Most people might see drafting Kris Dunn as a sign that Rubio is on his way out, along with the rumors leading up to the draft that Rubio’s name was brought up in trade talks. Dunn does virtually everything you expect a guard to do in Thibs offense, and the fact that he’s just coming into the league makes him a clean slate for Thibs to put his mark on him and make him even better.
Aesthetically, Rubio and Dunn fill the same role. 6’4” guards that can defend and facilitate the ball and neither one are particularly great scorers away from the basket.
However, Thibodeau made it clear that the two guards could play together, but also leaves it open for anyone to be traded. It remains to be seen how exactly the two can coexist on the floor. I envision nothing but a spacing nightmare and double and triple teams on KAT. Rubio is the better passer though and Dunn is a proven slasher and inside scorer, so it is possible that it could work out, but it isn’t necessarily ideal for either player.

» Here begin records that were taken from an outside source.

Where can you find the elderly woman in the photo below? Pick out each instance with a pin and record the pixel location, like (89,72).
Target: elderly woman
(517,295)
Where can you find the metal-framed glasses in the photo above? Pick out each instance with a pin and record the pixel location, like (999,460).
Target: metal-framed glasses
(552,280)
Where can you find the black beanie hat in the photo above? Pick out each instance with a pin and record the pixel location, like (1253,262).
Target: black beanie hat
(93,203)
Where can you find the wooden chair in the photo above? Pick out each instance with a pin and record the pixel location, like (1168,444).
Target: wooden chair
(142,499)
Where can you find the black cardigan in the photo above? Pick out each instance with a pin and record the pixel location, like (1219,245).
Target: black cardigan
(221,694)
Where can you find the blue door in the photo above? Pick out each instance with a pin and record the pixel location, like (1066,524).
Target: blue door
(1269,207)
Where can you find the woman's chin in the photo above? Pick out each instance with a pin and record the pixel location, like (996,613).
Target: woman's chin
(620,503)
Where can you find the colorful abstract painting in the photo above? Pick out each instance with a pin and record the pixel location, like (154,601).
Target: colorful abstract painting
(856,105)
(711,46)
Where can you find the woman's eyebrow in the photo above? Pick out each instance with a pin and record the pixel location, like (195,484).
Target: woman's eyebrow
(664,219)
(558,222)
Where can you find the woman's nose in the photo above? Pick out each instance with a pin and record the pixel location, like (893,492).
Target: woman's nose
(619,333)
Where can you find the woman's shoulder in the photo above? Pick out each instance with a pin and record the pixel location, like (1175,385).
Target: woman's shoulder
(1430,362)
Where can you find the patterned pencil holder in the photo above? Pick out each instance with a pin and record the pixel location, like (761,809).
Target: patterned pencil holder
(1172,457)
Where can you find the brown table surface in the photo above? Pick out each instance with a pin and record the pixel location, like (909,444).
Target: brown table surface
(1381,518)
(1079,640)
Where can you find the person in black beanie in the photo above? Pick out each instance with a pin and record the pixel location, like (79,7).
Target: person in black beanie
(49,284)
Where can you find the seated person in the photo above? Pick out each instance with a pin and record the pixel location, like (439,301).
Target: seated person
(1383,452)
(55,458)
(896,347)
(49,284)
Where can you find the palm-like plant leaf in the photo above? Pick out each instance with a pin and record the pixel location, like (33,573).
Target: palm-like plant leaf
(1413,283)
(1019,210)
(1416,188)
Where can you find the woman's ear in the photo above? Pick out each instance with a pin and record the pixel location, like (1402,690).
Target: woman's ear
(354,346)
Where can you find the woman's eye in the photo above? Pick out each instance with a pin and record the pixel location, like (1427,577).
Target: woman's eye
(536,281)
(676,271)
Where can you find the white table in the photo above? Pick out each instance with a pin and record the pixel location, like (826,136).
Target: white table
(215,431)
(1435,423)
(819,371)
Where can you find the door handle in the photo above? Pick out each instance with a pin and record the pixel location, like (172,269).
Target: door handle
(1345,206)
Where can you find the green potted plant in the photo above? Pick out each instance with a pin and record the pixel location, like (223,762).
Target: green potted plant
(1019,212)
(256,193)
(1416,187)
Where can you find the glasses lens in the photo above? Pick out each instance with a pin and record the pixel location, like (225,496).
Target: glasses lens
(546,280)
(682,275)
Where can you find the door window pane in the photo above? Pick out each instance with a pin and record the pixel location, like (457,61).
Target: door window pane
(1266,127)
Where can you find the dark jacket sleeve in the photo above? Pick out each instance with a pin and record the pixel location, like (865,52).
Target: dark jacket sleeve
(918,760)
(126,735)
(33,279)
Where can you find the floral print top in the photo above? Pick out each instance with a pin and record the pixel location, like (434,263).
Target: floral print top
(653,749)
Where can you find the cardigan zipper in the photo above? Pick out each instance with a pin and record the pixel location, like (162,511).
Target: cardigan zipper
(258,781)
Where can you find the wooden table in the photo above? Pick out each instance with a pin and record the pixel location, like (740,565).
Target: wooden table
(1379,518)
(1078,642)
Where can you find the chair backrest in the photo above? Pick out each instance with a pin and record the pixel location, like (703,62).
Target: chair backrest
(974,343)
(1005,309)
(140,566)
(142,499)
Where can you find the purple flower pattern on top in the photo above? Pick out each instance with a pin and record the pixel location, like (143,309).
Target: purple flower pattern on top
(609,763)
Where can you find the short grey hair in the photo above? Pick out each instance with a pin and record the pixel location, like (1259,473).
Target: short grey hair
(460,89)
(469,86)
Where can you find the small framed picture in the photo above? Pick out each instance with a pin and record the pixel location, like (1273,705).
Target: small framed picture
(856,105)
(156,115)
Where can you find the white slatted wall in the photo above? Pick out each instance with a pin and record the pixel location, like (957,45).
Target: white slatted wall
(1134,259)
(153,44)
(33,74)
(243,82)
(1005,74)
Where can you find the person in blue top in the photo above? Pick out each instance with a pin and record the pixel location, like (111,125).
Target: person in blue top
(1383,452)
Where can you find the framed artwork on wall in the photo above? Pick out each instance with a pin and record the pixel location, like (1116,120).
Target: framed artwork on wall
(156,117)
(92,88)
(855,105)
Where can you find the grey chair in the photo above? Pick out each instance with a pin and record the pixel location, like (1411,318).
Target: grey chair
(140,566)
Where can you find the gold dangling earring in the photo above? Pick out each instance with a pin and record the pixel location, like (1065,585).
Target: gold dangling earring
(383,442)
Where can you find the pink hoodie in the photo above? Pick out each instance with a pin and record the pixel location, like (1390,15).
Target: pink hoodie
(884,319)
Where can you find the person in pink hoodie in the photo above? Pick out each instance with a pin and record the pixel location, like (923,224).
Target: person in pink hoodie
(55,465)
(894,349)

However, this is a business, and frankly, the Wolves are maybe one or two scoring pieces away from being a serious contender. The biggest hole for the Wolves is at the 4 spot where it’s expected that Gorgui Dieng will start for them. Obviously, they’d like to get someone in there that can spread the floor a bit more and create more scoring opportunities for them, and Rubio might be the piece they’re willing to part with in order to make that happen.
There’s been talk of Kenneth Faried coming over from Denver. Rumors have also come through of Jahlil Okafor being available from the 76ers who are desperate for a solid point guard, however, that trade doesn’t initially make sense for the Timberwolves.
Another reasoning for keeping Ricky is that his trade value seems to be at an all-time low right now. Scoring point guards are one of the highest commodities for NBA teams right now and a guy who has seemingly no scoring ability like Rubio, isn’t very appealing to most GM’s and even then, the Timberwolves will probably be looking for more than what most teams are willing to give up.
Also, giving up Rubio would mean that Tyus Jones would be the second option coming off the bench, or even filling in at starter in the event of an injury to Dunn. With back-up options like Patty Mills, Shaun Livingston, and now Dante Exum in the West, Tyus Jones isn’t the match up that gives you the most confidence.
The fact remains that Ricky Rubio has had the most time to gel with this squad and so far, he’s still the most proven NBA player out of the two guards.
With Kris Dunn still a raw prospect, it would be wise for the Wolves to at least ride this year out with Ricky and see how he improves under the new coaching staff and another year with his improving teammates. He’s without a doubt one of the top facilitators in the league, and when you have athletic players that can cut to the basket and score, Rubio is priceless.
To ship him off now, before the Wolves know what Kris Dunn is going to be for them, would be premature and capricious. He’s still a young player who shows flashes of being something better than he already is.
He deserves the chance to flourish under this new regime.
After over a decade of flubs and missteps, it seems as if things have fallen perfectly in place for the Timberwolves over the last year.
They were able to trade for Wiggins. Lavine is looking more and more like a steal in the draft. Karl-Anthony Towns exceeded rookie expectations and looks like a generational talent. Kevin Garnett has been a fantastic on and off court mentor to the young guys and Tom Thibodeau is the perfect man for the job to right the ship for them.
It would be a step back for them if they were to get rid of Ricky before he shows what he's truly capable of.
The framework is now in place for Rubio to turn the corner and it's time that he and the Wolves begin to put the pieces together.